如果您知道特定列中的数字永远不会高于32767,则可以使用int16int32并将该列的内存使用量减少75%。

So, assume that the number of cases in each county can’t exceed 32767 — which is not true in real-life — then, we can truncate that column to int16 instead of int64.

因此,假设每个县的案件数量不能超过32767(在现实生活中并非如此),那么我们可以将该列截断为int16而不是int64

Image for post
  • Sparse columns

    稀疏列

If the data has a column or more with lots of empty values stored as NaN you save memory by using a sparse column representation so you won't waste memory storing all those empty values.

如果数据中有一个或多个列,并且有许多空值存储为NaN可以使用稀疏列表示形式来节省内存,这样您就不会浪费存储所有这些空值的内存。

Assume the county column has some NaN values and I just want to skip the rows containing NaN, I can do that easily using sparse series.

假设County列具有一些NaN值,而我只想跳过包含NaN的行,那么我可以使用稀疏序列轻松地做到这一点。

Image for post

有损压缩 (Lossy compression)

What if performing lossless compression wasn’t enough? What if I need to compress my data even more? In this case, you can use lossy compression, so you sacrifice 100% accuracy in your data for the sake of memory usage.

如果执行无损压缩还不够怎么办? 如果我需要进一步压缩数据怎么办? 在这种情况下,您可以使用有损压缩,因此为了节省内存,您会牺牲100%的数据准确性。

You can perform lossy compression in two ways: modify numeric values and sampling.

您可以通过两种方式执行有损压缩:修改数值和采样。

  • Modifying numeric values: Sometimes, you don’t need full accuracy in your numeric data so that you can truncate them from int64 to int32 or int16.

    修改数值:有时,您不需要数字数据的完全准确性,因此可以将它们从int64截断为int32int16

  • Sampling: Maybe you want to prove that some states have higher COVID cases than others, so you take a sample of some counties to see which states have more cases. Doing that is considered lossy compression because you’re not considering all rows.

    抽样:也许您想证明某些州的COVID病例数比其他州高,因此您对一些县进行抽样,以查看哪些州的病例数更多。 这样做被认为是有损压缩,因为您没有考虑所有行。

技术2:分块 (Technique №2: Chunking)

Another way to handle large datasets is by chunking them. That is cutting a large dataset into smaller chunks and then processing those chunks individually. After all the chunks have been processed, you can compare the results and calculate the final findings.

处理大型数据集的另一种方法是对它们进行分块。 那就是将大数据集切成较小的块,然后分别处理这些块。 处理完所有块后,您可以比较结果并计算最终结果。

This dataset contains 1923 rows.

该数据集包含1923行。

Image for post

Let’s assume I want to find the country with the most number of cases. I can divide my dataset into chunks of 100 rows and process each of them individually and then get the maximum of the smaller results.

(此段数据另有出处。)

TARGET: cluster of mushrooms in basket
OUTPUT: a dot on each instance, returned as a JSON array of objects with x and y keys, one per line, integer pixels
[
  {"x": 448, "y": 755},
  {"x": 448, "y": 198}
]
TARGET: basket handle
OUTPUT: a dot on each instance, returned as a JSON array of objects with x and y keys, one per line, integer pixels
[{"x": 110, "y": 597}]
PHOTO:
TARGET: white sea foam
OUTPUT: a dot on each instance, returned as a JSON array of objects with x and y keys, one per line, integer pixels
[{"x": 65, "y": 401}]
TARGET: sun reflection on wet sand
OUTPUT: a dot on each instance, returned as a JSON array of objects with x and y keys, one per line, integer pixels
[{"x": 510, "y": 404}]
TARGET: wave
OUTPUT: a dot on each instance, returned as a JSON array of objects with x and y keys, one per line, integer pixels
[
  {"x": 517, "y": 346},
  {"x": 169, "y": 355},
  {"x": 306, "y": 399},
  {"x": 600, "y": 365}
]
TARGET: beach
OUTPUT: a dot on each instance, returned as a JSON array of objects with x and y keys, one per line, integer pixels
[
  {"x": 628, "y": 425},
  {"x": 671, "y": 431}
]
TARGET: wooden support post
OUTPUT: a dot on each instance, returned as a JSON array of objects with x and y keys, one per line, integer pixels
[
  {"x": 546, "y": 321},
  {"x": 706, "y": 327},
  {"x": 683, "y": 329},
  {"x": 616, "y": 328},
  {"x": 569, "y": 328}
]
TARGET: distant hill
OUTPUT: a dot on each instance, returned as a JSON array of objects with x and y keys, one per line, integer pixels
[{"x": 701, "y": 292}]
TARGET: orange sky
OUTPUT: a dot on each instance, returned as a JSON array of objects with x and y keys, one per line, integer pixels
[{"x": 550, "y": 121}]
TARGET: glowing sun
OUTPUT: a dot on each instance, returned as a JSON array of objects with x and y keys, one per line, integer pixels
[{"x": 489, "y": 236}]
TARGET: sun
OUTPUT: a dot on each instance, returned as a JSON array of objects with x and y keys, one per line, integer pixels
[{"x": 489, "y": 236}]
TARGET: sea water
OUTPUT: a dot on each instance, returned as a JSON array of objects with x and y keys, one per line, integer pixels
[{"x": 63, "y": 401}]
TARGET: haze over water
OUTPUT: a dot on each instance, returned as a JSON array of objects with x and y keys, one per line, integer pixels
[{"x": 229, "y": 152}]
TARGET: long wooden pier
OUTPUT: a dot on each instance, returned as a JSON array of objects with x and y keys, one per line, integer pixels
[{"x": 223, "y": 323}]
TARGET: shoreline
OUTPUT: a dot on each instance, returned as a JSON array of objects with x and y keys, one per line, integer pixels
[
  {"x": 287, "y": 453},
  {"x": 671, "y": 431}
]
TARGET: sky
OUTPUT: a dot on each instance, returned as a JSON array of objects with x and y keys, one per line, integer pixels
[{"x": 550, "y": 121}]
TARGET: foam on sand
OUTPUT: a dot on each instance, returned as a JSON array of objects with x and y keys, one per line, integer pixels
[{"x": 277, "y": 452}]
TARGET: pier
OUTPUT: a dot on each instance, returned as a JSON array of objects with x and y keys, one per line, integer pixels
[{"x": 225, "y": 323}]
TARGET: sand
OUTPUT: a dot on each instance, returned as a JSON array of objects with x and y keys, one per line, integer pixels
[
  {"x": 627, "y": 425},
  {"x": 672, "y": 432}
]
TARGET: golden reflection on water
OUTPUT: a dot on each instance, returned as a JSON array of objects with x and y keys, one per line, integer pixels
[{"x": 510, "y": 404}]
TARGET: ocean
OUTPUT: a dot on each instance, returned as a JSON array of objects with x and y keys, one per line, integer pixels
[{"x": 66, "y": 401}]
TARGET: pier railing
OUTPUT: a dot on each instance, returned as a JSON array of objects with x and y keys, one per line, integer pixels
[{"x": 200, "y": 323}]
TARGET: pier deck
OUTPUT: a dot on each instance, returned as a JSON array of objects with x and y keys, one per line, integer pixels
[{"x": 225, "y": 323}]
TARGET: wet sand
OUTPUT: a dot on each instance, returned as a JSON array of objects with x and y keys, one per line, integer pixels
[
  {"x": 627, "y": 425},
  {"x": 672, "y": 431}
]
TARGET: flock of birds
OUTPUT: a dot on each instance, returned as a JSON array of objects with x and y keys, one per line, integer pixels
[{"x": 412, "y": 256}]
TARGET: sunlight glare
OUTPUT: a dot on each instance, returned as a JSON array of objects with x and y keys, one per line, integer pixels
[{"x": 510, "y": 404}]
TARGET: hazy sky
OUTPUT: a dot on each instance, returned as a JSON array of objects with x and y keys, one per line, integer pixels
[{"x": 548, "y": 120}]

假设我想找到病例数最多的国家。 我可以将数据集分为100行,然后分别处理每个行,然后获得较小结果的最大值。

Image for post

Code snippet for this section

本节的代码段

#Import needed libraries
import pandas as pd
#Dataset 
csv = "https://raw.githubusercontent.com/nytimes/covid-19-data/master/us-counties.csv"
#Loop different chuncks and get the max of each one 
result = {}
for chunk in pd.read_csv(csv, chunksize=100):
    max_case = chunk["cases"].max()
    max_case_county = chunk.loc[chunk['cases'] == max_case, 'county'].iloc[0]
    result[max_case_county] = max_case
#Display results
print(max(result, key=result.get) , result[max(result, key=result.get)])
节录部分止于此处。